Обычно поздно вечером, управившись с делами, Анюта присаживалась к нему на койку и тоже смотрела на огонь; кто-нибудь в это время рассказывал в темном углу трудный фронтовой случай или что-либо повеселее из довоенного прошлого. И было так хорошо.
Но время шло, раненые в санбате менялись; одних эвакуировали дальше в тыл, других, подлечив, выписывали на передовую.
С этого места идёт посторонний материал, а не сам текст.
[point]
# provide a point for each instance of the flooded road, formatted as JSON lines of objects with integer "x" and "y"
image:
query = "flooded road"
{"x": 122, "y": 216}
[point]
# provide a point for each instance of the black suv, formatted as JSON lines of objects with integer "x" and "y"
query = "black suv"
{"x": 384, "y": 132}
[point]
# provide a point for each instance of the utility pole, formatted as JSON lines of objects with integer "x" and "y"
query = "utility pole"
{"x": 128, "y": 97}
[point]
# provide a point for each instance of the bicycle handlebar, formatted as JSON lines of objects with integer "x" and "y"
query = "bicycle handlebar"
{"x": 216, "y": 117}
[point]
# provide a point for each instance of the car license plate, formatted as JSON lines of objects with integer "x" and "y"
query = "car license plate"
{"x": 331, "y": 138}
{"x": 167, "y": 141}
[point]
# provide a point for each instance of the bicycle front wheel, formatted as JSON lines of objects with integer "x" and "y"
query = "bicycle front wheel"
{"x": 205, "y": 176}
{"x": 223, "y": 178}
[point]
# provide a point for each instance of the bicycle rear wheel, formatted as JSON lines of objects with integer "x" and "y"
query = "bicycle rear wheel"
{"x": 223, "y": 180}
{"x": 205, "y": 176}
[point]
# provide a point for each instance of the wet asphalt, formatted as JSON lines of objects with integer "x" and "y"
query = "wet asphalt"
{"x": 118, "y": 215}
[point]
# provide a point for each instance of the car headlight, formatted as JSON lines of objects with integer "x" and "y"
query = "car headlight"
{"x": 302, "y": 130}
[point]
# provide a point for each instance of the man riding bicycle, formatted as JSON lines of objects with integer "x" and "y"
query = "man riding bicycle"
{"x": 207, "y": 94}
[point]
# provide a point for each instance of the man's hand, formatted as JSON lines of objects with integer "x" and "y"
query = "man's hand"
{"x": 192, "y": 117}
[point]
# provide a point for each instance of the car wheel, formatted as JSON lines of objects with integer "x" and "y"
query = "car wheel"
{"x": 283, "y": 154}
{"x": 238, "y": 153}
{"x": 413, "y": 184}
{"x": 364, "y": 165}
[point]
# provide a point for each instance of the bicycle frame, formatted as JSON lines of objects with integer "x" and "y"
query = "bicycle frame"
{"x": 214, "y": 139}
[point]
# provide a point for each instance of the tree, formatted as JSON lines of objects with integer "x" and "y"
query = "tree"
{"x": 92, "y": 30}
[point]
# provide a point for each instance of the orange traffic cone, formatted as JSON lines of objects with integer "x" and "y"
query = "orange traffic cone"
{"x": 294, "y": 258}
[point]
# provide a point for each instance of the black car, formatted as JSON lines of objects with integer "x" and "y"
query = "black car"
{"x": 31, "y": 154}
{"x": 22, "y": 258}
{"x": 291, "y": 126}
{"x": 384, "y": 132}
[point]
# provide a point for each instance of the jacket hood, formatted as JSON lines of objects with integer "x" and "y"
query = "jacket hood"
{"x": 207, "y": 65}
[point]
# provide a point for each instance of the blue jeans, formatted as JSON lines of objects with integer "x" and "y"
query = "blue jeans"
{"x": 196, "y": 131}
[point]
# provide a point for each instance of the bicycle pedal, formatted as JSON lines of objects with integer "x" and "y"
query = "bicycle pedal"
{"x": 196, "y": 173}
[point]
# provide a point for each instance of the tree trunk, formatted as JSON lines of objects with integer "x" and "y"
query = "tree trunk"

И вот однажды небольшая на первый взгляд перемена сразу нарушила мирный покой этой палаты.
Как-то после обеда, когда Иван принялся собирать грязные котелки, чтобы отнести их на кухню, у входа в палатку послышались голоса, топот ног, и двое санитаров втащили носилки с раненым. На носилках под полушубком лежал молодой командир с двумя шпалами в черных петлицах (оказалось потом, что он из танковой части, которая поддерживала их дивизию). Майора начали устраивать в углу, всем распоряжался сам комиссар санбата. Иван, унося на кухню посуду, невольно удивился такому вниманию к раненому. Когда же он вернулся, майор уже сидел на носилках. Согревшись, он сбросил с себя овчинную безрукавку, из-под нее на широкой груди танкиста заблестели шесть орденов. Раненые в палате притихли, с любопытством повернув головы в его сторону.